Over the past few months, my posts have been mostly about living fully even while in limbo, being intentional in every moment, and creating authentic culture wherever that culture may be. Basically, keeping it real, right where you are.
Even when you don’t necessarily love where you are.
Even when you don’t necessarily love what you’re doing.
Even when it feels like that certain thing you’re waiting for is taking FOR.EV.ER. (name that movie) and you don’t think you have one ounce of patience left.
Because that’s what I’ve been trying to do.
I’ve mentioned before that Stuart and I are currently raising support for our ministry with Athletes in Action. We have to raise 100% of our support before we can report to our assignment and can begin ministering to college athletes. We have come a really long way, and God has blessed us with 72% of our support! Like, wow, God is so great. We are finally starting to see the light at the end of the tunnel…but it still feels very much out of reach. We’ve come so far, but we’re not there yet.

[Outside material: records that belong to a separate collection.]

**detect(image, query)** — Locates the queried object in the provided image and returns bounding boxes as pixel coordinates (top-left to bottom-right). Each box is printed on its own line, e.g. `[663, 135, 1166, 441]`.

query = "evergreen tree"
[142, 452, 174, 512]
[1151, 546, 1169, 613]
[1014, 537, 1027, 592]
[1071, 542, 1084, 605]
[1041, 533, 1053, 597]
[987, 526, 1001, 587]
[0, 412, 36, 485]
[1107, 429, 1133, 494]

We’re in the “lonely middle.” I call it the “lonely middle,” because the excitement of the journey’s beginning is gone, and obviously the excitement of the journey’s end hasn’t come yet. It’s just the middle. And it can definitely feel lonely.

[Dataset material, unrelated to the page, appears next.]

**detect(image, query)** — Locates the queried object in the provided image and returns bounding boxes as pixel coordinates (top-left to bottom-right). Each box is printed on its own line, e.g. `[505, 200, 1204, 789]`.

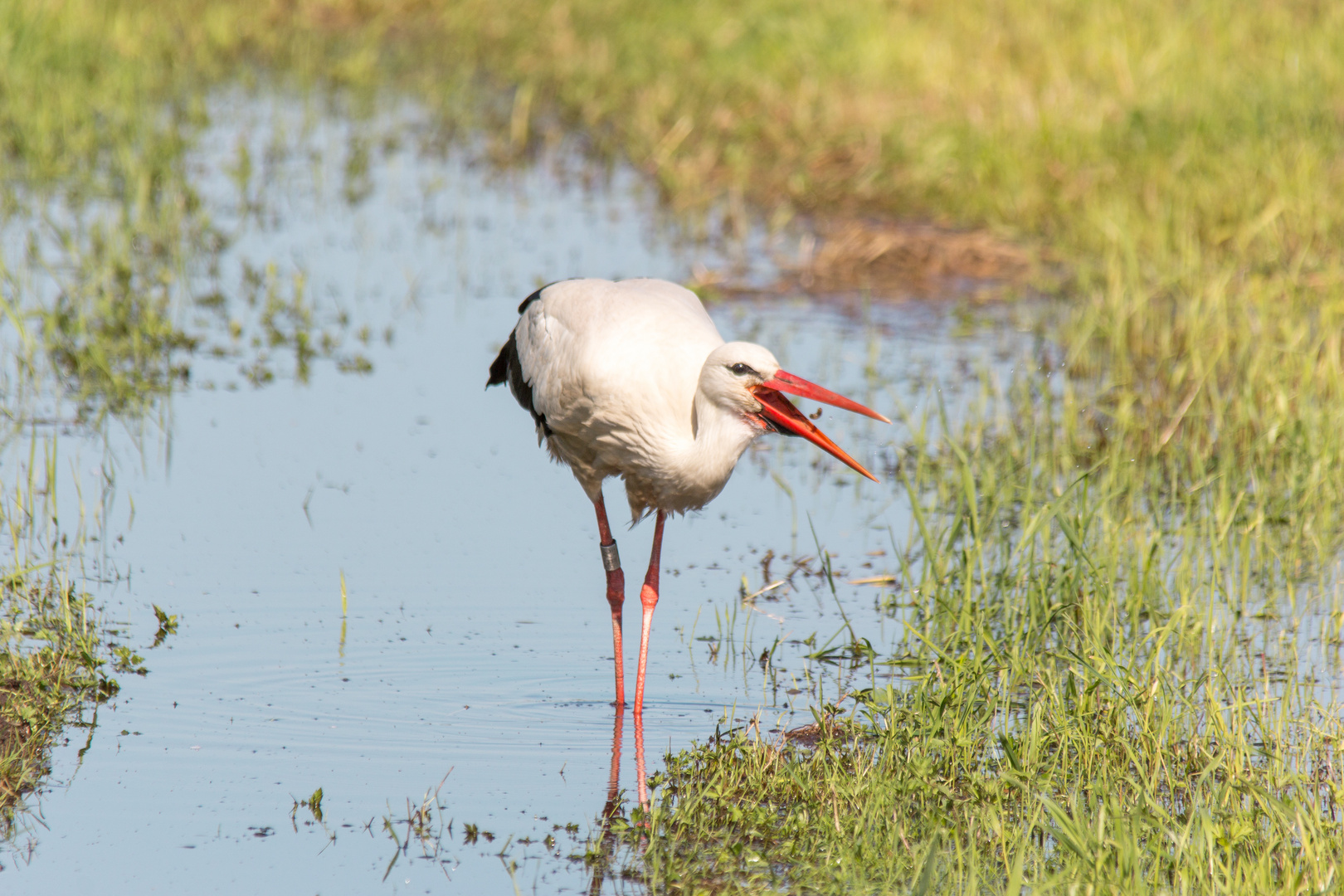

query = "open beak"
[752, 371, 891, 482]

And when you’re lonely, you can get vulnerable. And when you’re vulnerable, the devil can whisper lies. And when you feel alone, it’s easier to let yourself believe those lies. And all of the sudden, you’re super discouraged and very defeated.

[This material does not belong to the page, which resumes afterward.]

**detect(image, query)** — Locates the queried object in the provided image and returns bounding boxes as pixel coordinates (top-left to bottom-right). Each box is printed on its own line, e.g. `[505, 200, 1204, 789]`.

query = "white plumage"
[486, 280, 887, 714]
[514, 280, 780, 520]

One of the biggest ways I’ve realized the devil tries to get me down, is to remind me of how far we still have to go. And sometimes, that causes me to forget how far we’ve come. And all of the sudden, it get blown out of proportion, and it feels like we’ll NEVER make it. But that’s obviously not the case, and Stuart and I are almost 3/4 of the way to our goal! We just have to keep holding on.
So what do you do in the meantime between the “so far,” but “not yet?” To be honest, I have really struggled with this concept. It’s just plain hard! The past week has been a roller-coaster of emotions, one day I’d feel really great about where we are, and then the next day I’d focus too much on how far we have still to go. But in the midst of the ups and downs, I keep hearing one word:
I’m going to be honest…I’m not very good with perseverance. It’s kind of up there with patience. I’m just no good at waiting. And that’s probably why God is allowing it to be a big focus in my life right now. When I get frustrated or discouraged about waiting and having to persevere through tough times, I don’t always deal with it well. Many times, I just want to hide under my covers and come out when the waiting is over. (Yea, like that does any good.) But when I finally am ready to face reality, I’m brought to my knees, and picked up by the only One who can really keep me going. My go-to verse on perseverance is a well known verse from the book of James:
“Consider it pure joy, my brothers, whenever you face trials of many kinds, because you know that the testing of your faith develops perseverance. Perseverance must finish its work so that you may be mature and complete, not lacking anything.”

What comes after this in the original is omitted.